John Adams
By David McCullough
Like most Americans, I've known that John Adams was our second President since I was in grade school. And, as I'd imagine is also true of most Americans, that was more or less the extent of my knowledge of the man. The first glimpse I got into Adams as more than just that one fact came in 2003, when I read Stephen Ambrose's Undaunted Courage. Ambrose, who clearly idolized Thomas Jefferson, didn't hold Adams in the same high regard. Indeed, I came away from that book thinking of Adams as an ambitious man, bent on consolidating power to himself, possibly even wishing to become an American emperor. A man who, fortunately, was defeated in his second election by Jefferson, before he could do any more damage.
The second impression I got of Adams—and of Jefferson, for that matter—came three years later when I read Joseph Ellis' biography of George Washington. Quite unlike the tyrant that Ambrose portrayed, Ellis described Adams as a man of integrity, while Jefferson, no longer quite the noble farmer-scholar, came off as a schemer, practically a villain. To Ellis, Adams was a patriot and a loyal Vice President, though not as effective a President as he might have hoped.
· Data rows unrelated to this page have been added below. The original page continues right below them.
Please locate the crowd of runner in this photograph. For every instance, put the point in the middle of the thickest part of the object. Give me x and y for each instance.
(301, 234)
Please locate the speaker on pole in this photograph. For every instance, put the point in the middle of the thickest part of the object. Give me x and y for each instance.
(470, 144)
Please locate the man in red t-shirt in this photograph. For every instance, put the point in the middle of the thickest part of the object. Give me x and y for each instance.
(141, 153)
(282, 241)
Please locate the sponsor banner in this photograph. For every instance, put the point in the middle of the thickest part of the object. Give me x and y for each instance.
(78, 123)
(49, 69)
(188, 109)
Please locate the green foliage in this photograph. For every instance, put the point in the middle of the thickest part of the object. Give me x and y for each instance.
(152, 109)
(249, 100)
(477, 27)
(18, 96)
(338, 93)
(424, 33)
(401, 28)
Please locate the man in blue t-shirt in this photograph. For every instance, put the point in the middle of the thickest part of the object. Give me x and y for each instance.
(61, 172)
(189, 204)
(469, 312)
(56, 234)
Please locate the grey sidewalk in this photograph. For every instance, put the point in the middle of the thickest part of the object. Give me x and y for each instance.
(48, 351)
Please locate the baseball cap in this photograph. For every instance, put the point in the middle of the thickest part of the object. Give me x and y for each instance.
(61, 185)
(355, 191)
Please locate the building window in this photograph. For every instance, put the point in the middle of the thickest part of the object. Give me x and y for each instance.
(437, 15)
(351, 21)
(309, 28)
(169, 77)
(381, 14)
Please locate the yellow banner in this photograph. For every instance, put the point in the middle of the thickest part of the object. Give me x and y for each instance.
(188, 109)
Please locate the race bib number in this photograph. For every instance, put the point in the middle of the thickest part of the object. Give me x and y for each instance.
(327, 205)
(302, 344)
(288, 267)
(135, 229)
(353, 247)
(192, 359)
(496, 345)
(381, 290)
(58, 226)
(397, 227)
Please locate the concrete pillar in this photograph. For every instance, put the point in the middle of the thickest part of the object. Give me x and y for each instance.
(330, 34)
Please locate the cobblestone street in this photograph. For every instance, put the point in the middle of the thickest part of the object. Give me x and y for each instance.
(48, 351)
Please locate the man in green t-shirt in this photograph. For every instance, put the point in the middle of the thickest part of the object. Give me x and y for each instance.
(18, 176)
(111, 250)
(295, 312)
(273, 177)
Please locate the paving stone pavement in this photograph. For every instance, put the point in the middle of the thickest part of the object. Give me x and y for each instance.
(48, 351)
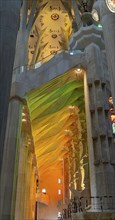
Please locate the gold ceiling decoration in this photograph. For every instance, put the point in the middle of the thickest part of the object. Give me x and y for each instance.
(51, 30)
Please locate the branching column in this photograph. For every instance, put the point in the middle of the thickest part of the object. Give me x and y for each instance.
(107, 19)
(10, 160)
(103, 146)
(9, 23)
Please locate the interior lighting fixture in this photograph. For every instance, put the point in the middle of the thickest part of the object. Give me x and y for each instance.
(111, 5)
(44, 191)
(24, 120)
(95, 15)
(23, 114)
(99, 26)
(59, 180)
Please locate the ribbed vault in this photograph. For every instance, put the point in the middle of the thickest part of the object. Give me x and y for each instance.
(55, 110)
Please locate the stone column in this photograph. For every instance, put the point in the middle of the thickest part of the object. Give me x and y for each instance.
(102, 151)
(9, 23)
(10, 161)
(22, 172)
(107, 19)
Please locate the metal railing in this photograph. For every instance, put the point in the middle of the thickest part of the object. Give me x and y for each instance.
(83, 204)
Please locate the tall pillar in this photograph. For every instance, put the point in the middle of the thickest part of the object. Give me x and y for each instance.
(103, 151)
(22, 172)
(107, 19)
(8, 181)
(9, 23)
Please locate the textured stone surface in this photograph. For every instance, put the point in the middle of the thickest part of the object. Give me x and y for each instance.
(9, 21)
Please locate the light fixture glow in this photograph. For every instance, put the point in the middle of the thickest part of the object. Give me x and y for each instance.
(24, 120)
(95, 15)
(111, 5)
(59, 180)
(44, 191)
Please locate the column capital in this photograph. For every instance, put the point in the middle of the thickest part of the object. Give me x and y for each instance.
(101, 7)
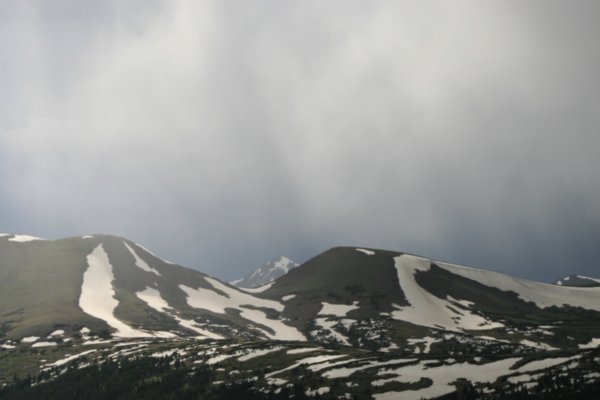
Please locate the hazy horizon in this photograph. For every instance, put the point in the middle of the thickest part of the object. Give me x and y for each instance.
(222, 134)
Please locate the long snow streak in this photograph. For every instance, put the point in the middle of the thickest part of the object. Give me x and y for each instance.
(153, 298)
(97, 294)
(245, 303)
(425, 309)
(141, 263)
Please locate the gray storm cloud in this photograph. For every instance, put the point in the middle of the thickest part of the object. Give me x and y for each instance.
(223, 133)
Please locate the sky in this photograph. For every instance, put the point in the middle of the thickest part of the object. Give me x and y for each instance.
(221, 134)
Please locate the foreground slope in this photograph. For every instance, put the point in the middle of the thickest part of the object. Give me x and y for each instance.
(382, 299)
(81, 312)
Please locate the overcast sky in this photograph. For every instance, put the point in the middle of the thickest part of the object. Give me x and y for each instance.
(223, 133)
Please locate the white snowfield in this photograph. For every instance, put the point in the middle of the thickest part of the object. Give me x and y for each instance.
(44, 344)
(425, 309)
(367, 252)
(69, 358)
(339, 310)
(210, 300)
(595, 342)
(259, 289)
(442, 377)
(588, 278)
(307, 361)
(542, 294)
(141, 263)
(97, 294)
(153, 298)
(24, 238)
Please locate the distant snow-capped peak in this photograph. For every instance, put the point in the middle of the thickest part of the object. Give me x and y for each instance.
(266, 273)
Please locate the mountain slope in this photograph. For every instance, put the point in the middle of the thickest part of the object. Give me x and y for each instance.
(379, 298)
(266, 273)
(349, 323)
(110, 284)
(578, 281)
(370, 298)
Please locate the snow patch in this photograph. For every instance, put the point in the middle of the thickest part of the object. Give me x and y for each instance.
(43, 344)
(97, 294)
(69, 358)
(425, 309)
(595, 342)
(303, 350)
(153, 298)
(210, 300)
(426, 341)
(259, 289)
(24, 238)
(339, 310)
(542, 364)
(141, 263)
(442, 377)
(346, 372)
(367, 252)
(537, 345)
(258, 353)
(542, 294)
(307, 361)
(328, 325)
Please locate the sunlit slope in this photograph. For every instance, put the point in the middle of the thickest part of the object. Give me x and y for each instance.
(115, 286)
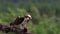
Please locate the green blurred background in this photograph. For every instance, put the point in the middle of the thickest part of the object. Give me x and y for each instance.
(45, 14)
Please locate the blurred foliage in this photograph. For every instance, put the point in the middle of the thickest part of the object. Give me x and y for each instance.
(45, 14)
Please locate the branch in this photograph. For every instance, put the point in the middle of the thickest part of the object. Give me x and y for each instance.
(8, 29)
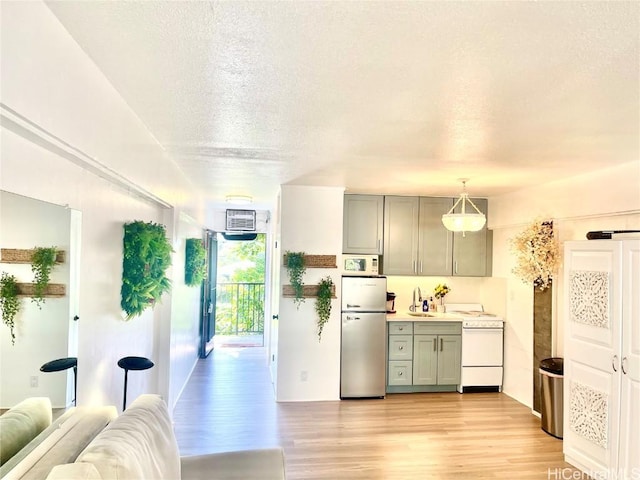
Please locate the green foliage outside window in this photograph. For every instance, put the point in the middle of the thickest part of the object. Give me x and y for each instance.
(240, 287)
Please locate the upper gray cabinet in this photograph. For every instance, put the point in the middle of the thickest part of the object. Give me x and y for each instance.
(416, 242)
(401, 229)
(435, 249)
(363, 223)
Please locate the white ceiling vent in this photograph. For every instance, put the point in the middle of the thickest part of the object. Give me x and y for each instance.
(241, 220)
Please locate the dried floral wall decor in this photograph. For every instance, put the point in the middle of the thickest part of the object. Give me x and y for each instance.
(537, 254)
(195, 266)
(146, 257)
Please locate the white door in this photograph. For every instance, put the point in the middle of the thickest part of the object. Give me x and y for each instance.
(593, 293)
(629, 457)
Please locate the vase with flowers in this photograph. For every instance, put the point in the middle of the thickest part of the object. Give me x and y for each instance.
(440, 292)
I started seeing copies of this book around the same time, but despite being interested to learn more about Adams as well as being attracted to a Pulitzer Prize-winning biography, my reading list had gotten quite long by then and I put it off. It wasn't until HBO started airing its miniseries adaptation that I finally resolved to read it. It took me over two months to finish, but I now wish that I hadn't waited—this was an excellent read.
McCullough has a real gift for taking facts and sources and weaving them into a compelling narrative. It helps, of course, that Adams' life was so amazing. Here was a man who was involved in nearly every part of the American Revolution, indeed, nearly all of the important events of his era. But it's not merely the great events that make this book so wonderful to read. Because just as important are Adams' friendships, his relationship with his family, and, most of all, his marriage—indeed, the latter is one of the great love stories in American history.
This is the brilliance of McCullough's book, that it presents such a colossal figure in our nation's history in such human terms. By the time I was halfway through this book, I felt I knew Adams, certainly in a more personal way than any other man I've read about. In fact, by the end of the book I felt an attachment to him that rivaled anything I've felt from reading a novel—I lingered over his death scene for a long time, having a very real feeling of loss.
Simply put, John Adams, is the best biography I've ever read. It's balanced, nuanced, and just a pleasure to consume. Adams, himself, had his flaws, to be sure, but reading about a man of such integrity and passion and intellect, such warmth, wit, and good humor, I can't help but wish I'd been able to meet him, myself.